Mas também porque, do lado de Amorim, é impossível resistir a tanto charme. Afinal, os mesmos motivos (a uma escala doméstica) que, há 1704 dias, o levaram a trocar um já muito seguro e estruturado SC Braga pelo imenso desafio de fazer voltar a ribalta e de dotar de uma estrutura inquebrantável um dos recorrentes grandes do futebol português, são os que agora o levam a rumar a um dos pontos incontornáveis da história do futebol moderno, e a um dos emblemas mais desafiadores que, neste momento, se poderiam colocar no caminho e no horizonte de qualquer profissional de futebol.
Não me parece fazer nenhum sentido alguma franja de críticas lidas e escutadas nas últimas horas à opção de Rúben Amorim. Qualquer um de nós — sublinho, qualquer um — tomaria esta opção, no exato respeito por vários fatores:
— as leis do mercado (as mesmas de há quatro anos e dos próximos muitos períodos de quatro anos), a sua dimensão irrecusável financeira e desportivamente;
— a legítima ambição profissional de redescobrir caminhos e desafios, para mais num símbolo extraordinário do futebol mundial, a necessitar de trilhar caminhos rápidos e eficazes de credibilidade, confiança e verdadeira reaproximação desportiva aos seus valores genéticos;
— a saída pela porta grande de Alvalade, sem subterfúgios, com ressarcimento dentro do previsto contratualmente, com condições criadas para quem lhe suceder e com a capacidade de olhar nos olhos todos os que o ajudaram a fazer do Sporting um clube muito mais forte e estruturado, hoje, do que aquele que encontrou há quatro anos e meio, quando pela primeira vez franqueou os portões de Alcochete.

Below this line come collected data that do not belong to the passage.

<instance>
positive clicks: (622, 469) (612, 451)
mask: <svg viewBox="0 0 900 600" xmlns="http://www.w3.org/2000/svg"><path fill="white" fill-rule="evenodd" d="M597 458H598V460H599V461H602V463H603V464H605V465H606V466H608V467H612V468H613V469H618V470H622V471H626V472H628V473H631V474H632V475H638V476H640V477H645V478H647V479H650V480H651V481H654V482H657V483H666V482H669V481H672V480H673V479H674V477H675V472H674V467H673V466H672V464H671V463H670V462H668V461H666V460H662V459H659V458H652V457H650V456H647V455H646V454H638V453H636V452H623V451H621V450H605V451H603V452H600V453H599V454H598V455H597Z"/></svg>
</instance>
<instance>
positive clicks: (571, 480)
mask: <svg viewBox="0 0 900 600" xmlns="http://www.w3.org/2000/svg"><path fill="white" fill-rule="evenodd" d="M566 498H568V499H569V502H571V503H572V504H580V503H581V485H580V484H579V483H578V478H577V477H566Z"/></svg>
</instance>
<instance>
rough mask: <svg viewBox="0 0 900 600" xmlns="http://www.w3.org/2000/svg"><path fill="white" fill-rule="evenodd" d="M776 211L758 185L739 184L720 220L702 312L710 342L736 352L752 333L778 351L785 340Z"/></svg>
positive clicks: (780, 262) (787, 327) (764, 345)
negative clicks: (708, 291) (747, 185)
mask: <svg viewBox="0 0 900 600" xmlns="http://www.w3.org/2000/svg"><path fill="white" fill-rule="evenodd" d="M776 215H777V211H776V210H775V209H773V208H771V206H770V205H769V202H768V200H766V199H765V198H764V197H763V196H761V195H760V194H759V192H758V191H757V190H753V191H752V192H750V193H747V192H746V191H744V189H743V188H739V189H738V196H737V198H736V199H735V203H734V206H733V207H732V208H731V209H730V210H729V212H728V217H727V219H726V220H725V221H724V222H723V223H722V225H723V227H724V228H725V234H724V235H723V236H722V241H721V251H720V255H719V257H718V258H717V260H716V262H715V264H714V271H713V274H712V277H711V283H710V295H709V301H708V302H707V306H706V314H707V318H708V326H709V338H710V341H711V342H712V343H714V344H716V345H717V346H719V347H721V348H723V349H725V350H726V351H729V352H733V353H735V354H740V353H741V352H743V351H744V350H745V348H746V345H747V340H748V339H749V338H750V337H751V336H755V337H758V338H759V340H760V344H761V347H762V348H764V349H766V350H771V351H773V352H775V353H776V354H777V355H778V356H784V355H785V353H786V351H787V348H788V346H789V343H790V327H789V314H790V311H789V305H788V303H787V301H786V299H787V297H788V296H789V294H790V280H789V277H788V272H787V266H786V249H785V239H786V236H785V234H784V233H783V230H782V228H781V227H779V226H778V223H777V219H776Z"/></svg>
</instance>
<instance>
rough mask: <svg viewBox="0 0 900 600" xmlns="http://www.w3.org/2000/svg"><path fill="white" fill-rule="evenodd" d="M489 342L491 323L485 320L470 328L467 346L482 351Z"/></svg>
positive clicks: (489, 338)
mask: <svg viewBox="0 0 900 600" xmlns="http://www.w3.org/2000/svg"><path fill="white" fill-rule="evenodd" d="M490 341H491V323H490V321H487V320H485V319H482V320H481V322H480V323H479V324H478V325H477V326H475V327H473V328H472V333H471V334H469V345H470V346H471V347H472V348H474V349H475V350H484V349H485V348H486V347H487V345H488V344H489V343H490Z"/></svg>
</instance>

Por tudo isto, é bem merecido o prémio de Rúben. Que seja, obviamente, muito feliz.
Cartão branco
Uma carreira de sucesso nacional e internacional só poderia terminar com um largo sorriso, com muita emoção e com a certeza da missão cumprida de forma excecional. Eduardo Coelho colocou, aos 45 anos, um ponto final no percurso notável como juiz de futsal. A competência do árbitro nascido na francesa cidade de Lourdes e filiado na Associação de Futebol de Aveiro levou-o aos patamares mais altos no mundo que abraçou. Quatro fases finais de Mundial foram, apenas, o pico mais elevado de várias montanhas conquistadas a pulso, e que contribuíram de modo decisivo para a dignificação da modalidade que o notabilizou, mas também do país e da Federação Portuguesa de Futebol. Chapeau, caro Eduardo, de imenso respeito e admiração.
Cartão amarelo
É, há dois anos e meio, líder máximo de um dos clubes com uma massa adepta de maior valor e dimensão. O Vitória Sport Clube tem crescido desportiva e estruturalmente, e não merece que o seu presidente venha regularmente a terreiro queixar-se de tudo e de todos. O futebol, ao seu mais alto nível, já não se compadece com queixinhas e reclamações porque um jogo foi perdido, ou porque uma decisão arbitral foi duvidosa. Sobretudo quando o clube tem a grandeza do VSC, importa perceber que há momentos em que a pedagogia (interna e externa), e a diplomacia, valem mais do que blackouts dos verdadeiros protagonistas ou presenças extemporâneas em conferências de imprensa.